In any case, you were at little or no risk of HIV from the exposures last year. Probably your partner didn't have HIV, assuming he isn't bisexual, an injection drug user, or otherwise at high risk. But even if he had HIV, you had only safe sex. HIV is rarely transmitted penis to mouth:  one estimate is that the risk is 1 chance in 10,000 for each exposure. That's equivalent to performing oral on infected men once daily for 27 years before transmission might be likely. Even if your HIV test was done 4 weeks after the last exposure, in this circumstance you can consider it conclusive. However, given the latest information about the 6 week window, you could consider having another test for additional reassurance. If you do it, you definitely can expect another negative result.

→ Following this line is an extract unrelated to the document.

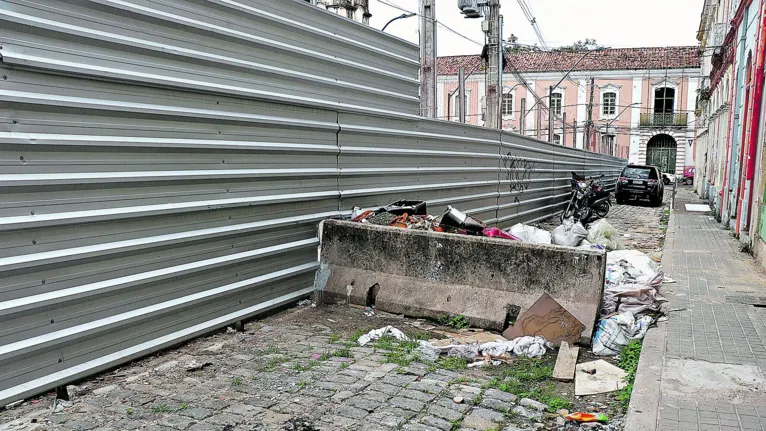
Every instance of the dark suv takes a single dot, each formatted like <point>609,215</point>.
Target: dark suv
<point>640,182</point>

I hope this information is helpful. Let me know if anything isn't clear.

44 months ago
Thank you for your response! 
I asked my partner and he said that he is "clean." Although he has never been tested and is not planning on doing so since he "always use a condom." He is not bisexual but he has had multiple partners. He ejaculated in my mouth two times, which is what I am worried about.
My main question now is how conclusive is the test at four weeks? And at five weeks? I understand that the test is completely conclusive at 6 weeks, but I honestly cannot remember whether I waited 6 weeks since the test was done last year.
I have been reading everywhere that the antibody starts appearing around 2 weeks, and declines after 4 weeks. Is this not the situation anymore?
H. Hunter Handsfield, MD
H. Hunter Handsfield, MD
43 months ago
I apologize for the inordinate time it took me to see and respond to your follow-up message. We're hoping for new forum software in the not too distant future -- which will provide more effective alerts to follow-up comments. If you have had another 4th generation test at 6+ weeks, as I recommended above, the negative result is conclusive.

Your closing statement/question mixes up antigen and antibody. Antigen starts to be detectable in the blood around 10-12 days and wanes over a few weeks. Antibody starts to appear around 2-3 weeks, is almost always present by 6 weeks, and remains for life. In any case, oral sex is very safe, with only a handful of proved cases (in 30+ years and among millions of infected persons) have been acquired by oral exposure to semen.

Threads are normally closed when there has been no activity for a month -- but the delay was my fault, so I'll keep this open a few more days in case you have any final comments or questions.